Tension within the community only rears its head when Judy Schneider (Andrea Riseborough), wife to Koresh’s right-hand man Steve (Paul Sparks), announces she’s pregnant with Koresh’s child. It’s the stuff of soap opera, but it doesn’t get a chance to fully play out; soon after Judy’s babe is in her arms, federal agents are knocking at Mount Carmel’s front door.
Recent history marks the Waco siege as one of three seminal events that fueled the modern white separatist and white supremacist movement: The bungled federal assault on Randy Weaver’s compound in Ruby Ridge, Idaho and Waco motivated Timothy McVeigh to bomb the Alfred P. Murrah Building in Oklahoma City, which still stands today as the deadliest act of domestic terrorism committed on American soil.
Ruby Ridge and Waco also have been reframed as terrifying cautionary tales of federal overreach and inappropriate use of militarized force, and “Waco” does little to disabuse us of that thought. Rather, the Dowdles take on more arduous and potentially interesting task of recreating the events from the perspectives of those who lived inside of the compound.
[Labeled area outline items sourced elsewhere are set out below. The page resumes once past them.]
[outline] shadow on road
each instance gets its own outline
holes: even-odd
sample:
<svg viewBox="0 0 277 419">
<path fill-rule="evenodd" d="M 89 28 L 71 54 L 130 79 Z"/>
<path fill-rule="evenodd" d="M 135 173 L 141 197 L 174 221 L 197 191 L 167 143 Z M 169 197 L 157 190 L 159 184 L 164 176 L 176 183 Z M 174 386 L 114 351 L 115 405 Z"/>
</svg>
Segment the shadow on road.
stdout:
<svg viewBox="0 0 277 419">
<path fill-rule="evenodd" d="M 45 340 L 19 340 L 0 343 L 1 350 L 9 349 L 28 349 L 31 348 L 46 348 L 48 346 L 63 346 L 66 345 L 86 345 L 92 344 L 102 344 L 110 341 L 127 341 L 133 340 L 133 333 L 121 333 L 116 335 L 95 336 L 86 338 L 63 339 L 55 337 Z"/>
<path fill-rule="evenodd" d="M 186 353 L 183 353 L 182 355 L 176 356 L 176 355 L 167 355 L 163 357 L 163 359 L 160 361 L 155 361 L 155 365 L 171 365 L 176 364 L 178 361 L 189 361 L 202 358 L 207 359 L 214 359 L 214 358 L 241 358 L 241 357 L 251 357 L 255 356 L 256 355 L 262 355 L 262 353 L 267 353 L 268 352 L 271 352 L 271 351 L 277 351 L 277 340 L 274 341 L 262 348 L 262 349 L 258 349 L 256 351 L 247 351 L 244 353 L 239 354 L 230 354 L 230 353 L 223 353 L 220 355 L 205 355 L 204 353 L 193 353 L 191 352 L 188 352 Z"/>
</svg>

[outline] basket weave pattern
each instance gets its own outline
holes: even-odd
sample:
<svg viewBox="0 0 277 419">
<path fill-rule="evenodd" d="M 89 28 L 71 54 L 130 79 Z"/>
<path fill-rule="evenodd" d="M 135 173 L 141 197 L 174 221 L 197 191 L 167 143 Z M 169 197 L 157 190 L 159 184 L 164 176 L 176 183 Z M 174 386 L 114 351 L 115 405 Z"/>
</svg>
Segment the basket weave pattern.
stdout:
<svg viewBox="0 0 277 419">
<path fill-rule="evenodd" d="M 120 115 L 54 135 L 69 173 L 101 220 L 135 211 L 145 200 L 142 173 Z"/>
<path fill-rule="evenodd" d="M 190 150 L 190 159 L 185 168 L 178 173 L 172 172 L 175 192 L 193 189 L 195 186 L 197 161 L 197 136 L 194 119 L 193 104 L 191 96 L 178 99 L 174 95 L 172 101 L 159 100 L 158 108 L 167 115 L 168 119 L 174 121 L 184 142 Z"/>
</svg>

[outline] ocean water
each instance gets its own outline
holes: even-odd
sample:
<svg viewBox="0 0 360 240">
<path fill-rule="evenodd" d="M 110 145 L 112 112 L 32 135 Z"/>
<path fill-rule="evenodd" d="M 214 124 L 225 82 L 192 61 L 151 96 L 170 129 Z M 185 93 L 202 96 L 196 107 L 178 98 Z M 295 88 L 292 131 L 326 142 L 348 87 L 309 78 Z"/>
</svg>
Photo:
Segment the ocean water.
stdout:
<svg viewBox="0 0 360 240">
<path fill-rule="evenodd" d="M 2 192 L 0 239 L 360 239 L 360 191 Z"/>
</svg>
Where “Waco” falls short is in telling us how and why these people — all of whom are portrayed as friendly and normal, save for the part where married men vow to be celibate and agree that only Koresh is allowed to have sex, including with their wives — came to be under Koresh’s thrall. That’s an important part of this history: How, exactly, do people seemingly sound of mind come to surrender their lives to a man whose main accomplishment in life was to memorize the Bible?
For that matter, how did Koresh rise to the leadership of a sect that pre-dated him? Those chapters of the break away sect of the Branch Davidians’ history exist, and it would have been added much more context to the story to have included them. “Waco” doesn’t venture to answer these questions.
Instead, the first three of its six episodes flex and strain to ensure that the viewer sees there are good people on both sides, but on the side that has more firepower, the government, resides a man with a more gung-ho viewpoint of the situation, not to mention more firepower.
Though Kitsch’s impersonation of Koresh makes “Waco” worth sticking with, Michael Shannon matches that dynamism in his portrayal of Noesner, a man who witnessed the terrible mistakes made at Ruby Ridge and strives, unsuccessfully, to make sure they’re not repeated. Shannon’s and Kitch’s standout performances benefit from ample material they’re given to work with. They receive noticeably meatier development than other members of the cast, including Melissa Benoist (as Koresh’s first wife Rachel), Shea Whigham and John Leguizamo, who bring fire to their roles even as they’re relegated to the edges of the tale.
With a broader examination of this story these characters could have been given more opportunity to flesh out some of the story’s glossed over complexities, such as why Rachel agreed to allow her husband to take her younger sister as his second wife. Or in the case of Whigham’s FBI tactical commander, what feeds his emphasis on lethal force, even after he’s witnessed that strategy go wrong at a high cost.
As an opening salvo for a rebranded network seeking to get noticed, “Waco” works well enough. Taking us back to that explosive last stand does make for gripping action with deadly stakes. But while those elements lend themselves to creating watchable television, the larger effort is still an insufficient pass at a story begging for a fuller accounting and deeper context.